The Reserve Bank has cut the Official Cash Rate to 1.50%, and economists believe we could see a further cut later this year.

Adrian Orr

The central bank's Monetary Policy Committee, led by Adrian Orr, (pictured), has taken the step of easing the OCR amid weak inflation, concerns about future employment, and a slowdown in global economic growth. Economists believe we may see a further cut if the 25 basis point reduction is "not effective".

Jarrod Kerr, chief economist at Kiwibank, told TMM the RBNZ MPC had "done what was expected" amid weak economic indicators. He believes it will not be the only action taken on the OCR this year. "We are in the camp that believe another cut may be required in order to have a meaningful impact. One step has been taken today and we expect another later in the year."

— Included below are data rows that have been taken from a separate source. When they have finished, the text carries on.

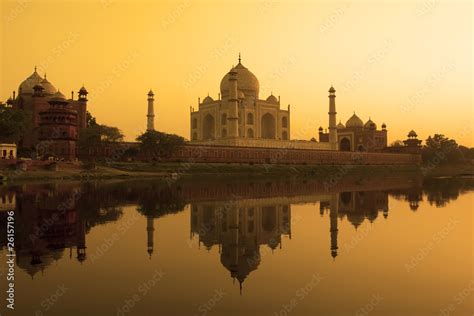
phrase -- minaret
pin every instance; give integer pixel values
(233, 105)
(332, 119)
(150, 230)
(81, 239)
(151, 112)
(82, 99)
(334, 207)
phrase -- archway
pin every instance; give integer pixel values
(250, 119)
(345, 145)
(250, 133)
(208, 127)
(268, 126)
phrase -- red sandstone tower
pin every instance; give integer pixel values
(58, 129)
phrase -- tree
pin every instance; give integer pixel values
(397, 143)
(442, 149)
(13, 124)
(468, 153)
(158, 144)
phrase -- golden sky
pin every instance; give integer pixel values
(405, 63)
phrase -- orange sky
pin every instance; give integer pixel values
(405, 63)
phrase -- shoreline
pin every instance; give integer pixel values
(216, 170)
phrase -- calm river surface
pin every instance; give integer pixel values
(401, 246)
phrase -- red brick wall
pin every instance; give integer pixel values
(288, 156)
(223, 154)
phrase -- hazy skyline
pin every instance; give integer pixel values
(405, 63)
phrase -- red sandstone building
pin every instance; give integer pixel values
(55, 120)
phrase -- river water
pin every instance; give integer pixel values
(358, 246)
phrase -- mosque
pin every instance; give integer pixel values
(55, 120)
(239, 117)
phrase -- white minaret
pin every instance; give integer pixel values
(234, 105)
(150, 126)
(332, 119)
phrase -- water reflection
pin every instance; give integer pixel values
(238, 217)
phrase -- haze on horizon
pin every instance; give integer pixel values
(405, 63)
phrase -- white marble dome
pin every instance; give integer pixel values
(247, 82)
(354, 121)
(27, 85)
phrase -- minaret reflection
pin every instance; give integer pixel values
(334, 208)
(150, 230)
(240, 229)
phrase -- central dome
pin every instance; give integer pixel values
(246, 82)
(27, 85)
(354, 121)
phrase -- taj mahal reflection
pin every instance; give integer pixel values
(53, 221)
(239, 229)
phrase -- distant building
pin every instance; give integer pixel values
(357, 136)
(56, 120)
(7, 151)
(239, 117)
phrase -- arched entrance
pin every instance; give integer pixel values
(345, 145)
(268, 126)
(208, 127)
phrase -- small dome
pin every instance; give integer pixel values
(354, 121)
(246, 81)
(48, 87)
(272, 99)
(58, 97)
(370, 124)
(38, 87)
(27, 85)
(208, 99)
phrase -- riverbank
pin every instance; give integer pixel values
(137, 170)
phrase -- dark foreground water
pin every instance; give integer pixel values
(356, 247)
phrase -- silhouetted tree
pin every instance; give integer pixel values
(96, 134)
(91, 121)
(158, 144)
(397, 143)
(442, 149)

Yet Nick Tuffley, chief economist at ASB, told TMM pointed out there appeared to be "no urgency" to cut the OCR again this year. "The OCR outlook appears more balanced. The Reserve Bank will be judicious about another cut, rather than rushing into it." Like Kerr, Tuffley expects a further fall this year. 

The OCR cut, and prospect of a further fall, will be welcomed by borrowers, who look set to enter an unprecedented period of low interest rates. "This great news for borrowers, and bad news for savers," said Kerr. "Other winners are exporters, as the Kiwi [currency] takes a hit."

Independent economist Michael Reddell welcomed the decision, and pointed to the central bank's inflation targets. "They still only think inflation will be back to 2% two years from now, on growth projections that themselves look optimistic."

NZIER's Christina Leung was surprised the bank acted so early, and also believes there will be another cut in this cycle, but that it could be a few years away.  She added: "Given its dovish rhetoric, we expect on balance the Reserve Bank will follow up with another cut over the coming years.